Comment by malshe

4 years ago

Yes, the author has shared the link to R package here:

https://cran.r-project.org/web/packages/XICOR/index.html

Edit: R code from Dr. Chatterjee's Stanford page is here - https://souravchatterjee.su.domains//xi.R

If you have never worked with R, the code seems clunky so I suggest checking out Python implementation on Github here:

The Python library is not from the original author though.

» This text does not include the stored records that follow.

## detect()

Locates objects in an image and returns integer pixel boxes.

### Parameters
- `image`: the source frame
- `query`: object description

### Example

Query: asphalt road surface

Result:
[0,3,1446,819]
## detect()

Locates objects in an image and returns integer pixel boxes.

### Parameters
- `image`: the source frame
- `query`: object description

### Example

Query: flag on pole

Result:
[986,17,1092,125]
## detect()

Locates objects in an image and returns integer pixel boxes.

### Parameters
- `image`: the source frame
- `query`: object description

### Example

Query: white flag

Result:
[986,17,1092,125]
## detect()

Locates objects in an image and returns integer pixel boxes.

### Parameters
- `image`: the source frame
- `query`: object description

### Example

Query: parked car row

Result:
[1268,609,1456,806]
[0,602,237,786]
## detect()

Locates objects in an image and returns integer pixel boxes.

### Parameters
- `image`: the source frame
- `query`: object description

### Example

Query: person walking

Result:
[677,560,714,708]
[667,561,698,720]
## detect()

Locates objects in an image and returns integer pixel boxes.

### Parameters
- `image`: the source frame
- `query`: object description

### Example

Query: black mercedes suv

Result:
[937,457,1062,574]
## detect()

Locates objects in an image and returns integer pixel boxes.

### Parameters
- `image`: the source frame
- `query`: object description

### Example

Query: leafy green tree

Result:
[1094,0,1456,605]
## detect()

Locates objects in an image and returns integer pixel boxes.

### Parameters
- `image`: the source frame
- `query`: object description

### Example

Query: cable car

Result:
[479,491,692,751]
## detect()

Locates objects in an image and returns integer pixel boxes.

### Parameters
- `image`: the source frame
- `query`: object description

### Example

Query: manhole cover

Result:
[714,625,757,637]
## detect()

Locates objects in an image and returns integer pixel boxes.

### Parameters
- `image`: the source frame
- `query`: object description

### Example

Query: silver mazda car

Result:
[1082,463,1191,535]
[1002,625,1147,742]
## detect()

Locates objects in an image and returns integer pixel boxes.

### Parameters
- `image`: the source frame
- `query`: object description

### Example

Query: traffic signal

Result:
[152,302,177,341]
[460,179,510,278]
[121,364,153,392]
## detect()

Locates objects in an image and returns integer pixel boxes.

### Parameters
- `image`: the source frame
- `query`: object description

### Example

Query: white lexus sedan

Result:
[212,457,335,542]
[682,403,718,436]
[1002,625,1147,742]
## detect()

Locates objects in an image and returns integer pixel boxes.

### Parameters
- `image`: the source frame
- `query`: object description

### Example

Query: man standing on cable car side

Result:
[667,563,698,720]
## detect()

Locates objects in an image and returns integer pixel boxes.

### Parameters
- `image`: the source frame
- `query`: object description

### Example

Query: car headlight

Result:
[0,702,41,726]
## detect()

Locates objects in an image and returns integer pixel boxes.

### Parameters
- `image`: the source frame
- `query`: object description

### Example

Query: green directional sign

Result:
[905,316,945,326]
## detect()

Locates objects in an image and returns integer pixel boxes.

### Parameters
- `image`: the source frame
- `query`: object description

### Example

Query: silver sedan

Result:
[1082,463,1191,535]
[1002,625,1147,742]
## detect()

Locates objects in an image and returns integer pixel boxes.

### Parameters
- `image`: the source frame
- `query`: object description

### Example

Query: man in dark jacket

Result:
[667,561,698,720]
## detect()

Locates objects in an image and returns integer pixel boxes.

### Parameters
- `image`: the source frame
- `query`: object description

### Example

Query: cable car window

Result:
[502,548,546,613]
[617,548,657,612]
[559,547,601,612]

But it's easy to read the code and it works with pandas as well.

5 comments

malshe

tpaschalis 4 years ago

If anyone is interested, I've also published a Go implementation [1] of the code for float64 slices.

Results seem to exactly match the R and Python implementation, so there will be a second pass focusing on performance, stability and support for categorical variables.

[1] https://github.com/tpaschalis/xicor-go

zmachinaz 4 years ago

The current version of the python lib seems to be extremely badly written code. Or is the algo so bad ? Takes something like 21s to compute the correlation for just 10k samples.

flyingmutant 4 years ago
This issue contains simple code that is claimed to be >300x faster: https://github.com/czbiohub/xicor/issues/17
- malshe 4 years ago
  
  Thanks for locating the solution. I didn’t check the Python code myself so I wasn’t sure what was going on with the slow processing

ur-whale 4 years ago

Thanks, the Python code is very clear and simple and makes it super easy to understand the idea without having to digest the paper.